Both Western and Chinese medicine alike recognize the importance of diet when battling high cholesterol, and eating improper foods can trigger the digestive system to build up the amount of low-density lipoproteins (LDL) – which are also known as bad cholesterol – in the blood. This can then lead to life-threatening illnesses such as heart attacks, strokes, and, of course, clogged and hardened arteries.
Try incorporating the following five foods into your diet. They are high in fiber and low in cholesterol. They will not only help to lower your LDL cholesterol levels, but also benefit your body’s health in general.
- Apples: A study was conducted in Finland to determine whether or not eating apples can lower cholesterol. The results of this study determined that eating three apples a day for three months can help you drop your cholesterol level by twenty points. This is a result of apple’s high amount of pectin, which is a source of dietary fiber that will draw LDL out of your system. Also, quercetin, an antioxidant, helps to inhibit the amount of LDL in the bloodstream. As autumn is a time for apples, be sure to take advantage of all of the tasty varieties that the season offers.
- Spinach: Spinach, along with other green leafy vegetables, contains a carotenoid known as lutein. Lutein has been associated with the prevented buildup of cholesterol in the blood. With a little help from one or two helpings of fresh spinach, you’ll be on your way to low cholesterol levels in no time!

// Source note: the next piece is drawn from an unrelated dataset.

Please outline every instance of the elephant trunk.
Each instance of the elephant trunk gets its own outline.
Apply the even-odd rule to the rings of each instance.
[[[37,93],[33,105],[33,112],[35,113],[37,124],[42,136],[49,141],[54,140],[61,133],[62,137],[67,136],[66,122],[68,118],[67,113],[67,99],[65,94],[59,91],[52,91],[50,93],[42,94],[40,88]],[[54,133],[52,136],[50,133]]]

- Oats: There are few things as satisfying as a warm bowl of oatmeal in the morning. Whole grain oats, like whole wheat, are a high-fiber grain. While whole wheat is helpful in lowering cholesterol, oats contain more soluble fiber and therefore are more likely to reduce the levels of LDL cholesterol in your system. When eating foods containing oats, however, be sure to always eat whole grain oats, because the oats found in processed foods like granola bars often don’t contain soluble fiber.
- Homemade orange marmalade or orange rind: Orange marmalade includes orange rind – which contains compounds known as polymethoxylated flavones (PMFs). PMFs are found in the pigment of orange peel and are responsible for lowering bad cholesterol -yet not reducing good cholesterol. You can use orange rind in your cooking as well.
- Green tea: Green tea is beneficial for many conditions and ailments, and LDL cholesterol is no exception. Drink one cup of loose leaf green tea daily and you may find that your high LDL cholesterol levels will say their final farewell.